Today, the fear of false positives and delays for patients means that over 75 percent of hospital network traffic goes unmonitored, putting connected devices with access to sensitive patient information at risk. Think about that number the next time you are being wheeled into surgery.

In addition, we will have to quickly evolve security into point-of-sale and retail networks, going well beyond the EMV readers and chip card defenses as more retail slides over to online where those readers and that technology is useless. Having endured targeted attacks, retailers now face new mobile payment systems from non-traditional devices and expanding wireless and wired connections that will try to leverage IoT devices of the future.

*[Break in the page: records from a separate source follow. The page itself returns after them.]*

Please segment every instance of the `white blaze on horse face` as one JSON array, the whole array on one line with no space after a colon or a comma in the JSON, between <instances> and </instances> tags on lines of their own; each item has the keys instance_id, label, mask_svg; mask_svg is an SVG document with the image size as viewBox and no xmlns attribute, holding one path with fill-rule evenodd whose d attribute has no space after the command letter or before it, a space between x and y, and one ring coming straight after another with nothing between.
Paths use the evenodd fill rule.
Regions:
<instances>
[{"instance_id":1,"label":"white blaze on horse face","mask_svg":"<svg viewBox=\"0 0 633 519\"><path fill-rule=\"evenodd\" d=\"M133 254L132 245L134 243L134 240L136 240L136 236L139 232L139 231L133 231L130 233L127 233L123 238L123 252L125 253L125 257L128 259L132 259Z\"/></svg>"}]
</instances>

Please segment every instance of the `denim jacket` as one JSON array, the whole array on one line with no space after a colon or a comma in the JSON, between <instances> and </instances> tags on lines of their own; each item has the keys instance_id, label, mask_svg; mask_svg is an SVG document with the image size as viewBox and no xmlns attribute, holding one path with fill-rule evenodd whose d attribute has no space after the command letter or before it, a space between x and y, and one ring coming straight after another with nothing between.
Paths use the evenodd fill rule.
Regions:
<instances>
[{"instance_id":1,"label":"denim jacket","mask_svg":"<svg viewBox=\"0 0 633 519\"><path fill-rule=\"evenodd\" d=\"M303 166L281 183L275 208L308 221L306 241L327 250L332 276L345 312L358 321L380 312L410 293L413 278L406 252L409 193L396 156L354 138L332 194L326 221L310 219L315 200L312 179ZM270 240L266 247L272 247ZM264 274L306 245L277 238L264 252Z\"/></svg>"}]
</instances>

This alone is a hard problem.

And we need to figure out how to defend industrial control systems and critical infrastructure where energy, manufacturing, telecommunications, and financial services now qualify as active sector participants. Device identity, malware protection, data protection, and resiliency are required—all tailored to tomorrow’s machine-to machine environments and highly distributed IoT network operations.

If we continue to try doing all of this in isolated product silos we will end up where we are today, only less safe and increasingly less protected against future threats. So much is at stake now that I look forward to RSA 2017, not with the hope or expectation that we will see some shared vision Manhattan-like project forming to fight the forces of evil, but rather a glimmer of progress toward the recognition and acknowledgement that we are [1] in a war and that [2] we are losing.

Instead, I fear we will see the launch of another 35 venture-backed point solutions based on predictive analytics, advanced data science, adaptive machine learning, artificial intelligence and cognitive piped neural networks that will surely rock those bad guys back on their heels this time and ban them forever into the deep recesses of cyberspace.

A handful of investors and entrepreneurs will get rich, yet we won’t be one step closer to a secured business, organizational or homeland environment than we were at the same time last year.